There are opportunities at every stage, from early science to trial design to regulatory pathways and gaps at every stage as well. The real question is whether we have the collective will to address them.
Looking forward, what developments most excite you about the future of rare disease care?
I think one of the most exciting developments on the horizon is the rise of next-generation computing for drug design. These tools are already being used, but they are becoming dramatically more sophisticated. This has huge implications for rare diseases. For many conditions, and even for specific subsets of mutations within a disease, computational methods can allow us to intelligently design small-molecule therapies much earlier and more efficiently than before. It has the potential to short-circuit a substantial amount of the traditional early-stage development timeline.
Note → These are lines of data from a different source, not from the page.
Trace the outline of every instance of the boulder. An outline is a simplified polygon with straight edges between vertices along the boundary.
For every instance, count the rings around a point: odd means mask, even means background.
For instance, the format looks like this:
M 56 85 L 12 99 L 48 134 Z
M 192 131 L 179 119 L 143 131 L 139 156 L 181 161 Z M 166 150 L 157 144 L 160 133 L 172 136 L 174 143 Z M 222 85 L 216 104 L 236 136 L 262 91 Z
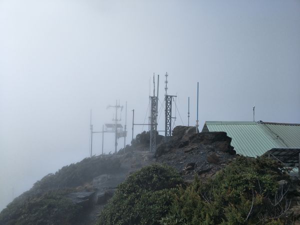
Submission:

Another emerging area that I find incredibly promising is the growing recognition of platform technologies. If you have a gene-editing system that works for disease A, there is no reason you should need to reinvent the wheel for disease B. In many cases, all you need to demonstrate is that you can appropriately express the gene of interest or target the correct genomic site in a rapid in-vitro system. That alone could be enough to justify moving into clinical trials.
We are already seeing examples. The recent success of the gene-editing therapy for a baby with CPS1 deficiency is a great demonstration of a system with clear platform potential. The investigators know this, and many similar systems exist. These platforms could enable us to pursue entire groups of molecularly related diseases even when the clinical presentations differ.
Given that we now recognise more than 10,000 rare diseases, we will need this kind of scalable, modular approach. Platform technologies, paired with computational design and better early diagnosis, are what will ultimately allow us to make real progress across a meaningful portion of the rare disease landscape.